The report — published by Seattle-based actuarial and consulting firm Milliman Inc. and commissioned by the Mental Health Treatment and Research Institute LLC, a not-for-profit subsidiary of The Bowman Family Foundation — dove into the data of 37 million workers and their dependents with commercial preferred provider organization (PPO) plans from 2013 to 2017.
Researchers found that disparities between behavioral health services and physical health services during that time actually increased.
For example, in 2013, inpatient behavioral health facilities were 2.8 times more likely to be out of network than medical or surgical inpatient facilities. By 2017, that likelihood grew 85%, with behavioral health facilities 5.2 times more likely to be out-of-network.
When it came to outpatient facilities, researchers found a similar correlation. Behavioral health providers were 5.7 times more likely to be out-of-network than their medical counterparts in 2017 — up 90% from five years earlier.
The list of behavioral health discrepancies goes on and continues into the realm of reimbursement, though to a slightly lesser degree, according to the study.
Across the board, the average reimbursement for behavioral health providers between 2013 and 2017 was lower than for medical providers, and that gap also worsened slightly over time.

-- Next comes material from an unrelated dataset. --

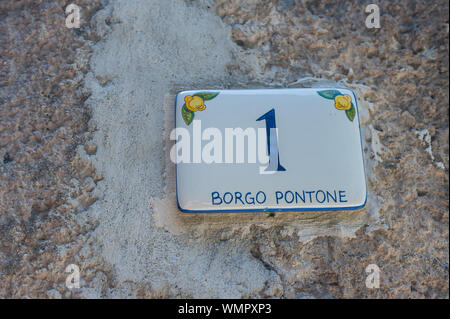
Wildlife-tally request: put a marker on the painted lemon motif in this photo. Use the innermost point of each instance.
(194, 103)
(343, 102)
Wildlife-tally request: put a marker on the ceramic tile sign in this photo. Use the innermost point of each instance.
(268, 150)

Take office visits, for example. In-network reimbursements for primary care visits were nearly 24% higher than for behavioral health visits in 2017, up three percentage points from 2015.

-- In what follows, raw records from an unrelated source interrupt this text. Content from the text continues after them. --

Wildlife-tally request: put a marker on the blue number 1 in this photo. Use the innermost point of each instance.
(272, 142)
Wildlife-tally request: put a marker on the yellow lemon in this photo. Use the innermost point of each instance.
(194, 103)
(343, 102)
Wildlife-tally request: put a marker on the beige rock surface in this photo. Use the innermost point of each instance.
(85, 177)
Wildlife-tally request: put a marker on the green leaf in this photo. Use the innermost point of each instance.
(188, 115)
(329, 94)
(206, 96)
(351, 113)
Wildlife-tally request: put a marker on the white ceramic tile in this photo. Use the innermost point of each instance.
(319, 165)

And in 2017, 11 states saw reimbursement rates for primary care visits that were more than 50% higher than for behavioral health visits. That number from from nine states in 2015.
Given the findings, Milliman researchers advised health plan to carefully review their processes to ensure compliance with the federal Mental Health Parity and Addiction Equity Act (MHPAEA), which generally requires insurers to cover mental health and substance use disorder (SUD) treatment the same as they would for treatment of other diseases.
“While MHPAEA federal rules state that disparate results are not in and of themselves definitive evidence of noncompliance, significant disparities, such as high out-of-network use of behavioral health providers and/or lower reimbursement for behavioral providers, could point to compliance problems,” they wrote.
However, the researchers declined to provide an opinion on discrepancies within reimbursement rates, noting that they’re “impacted by many processes and factors.”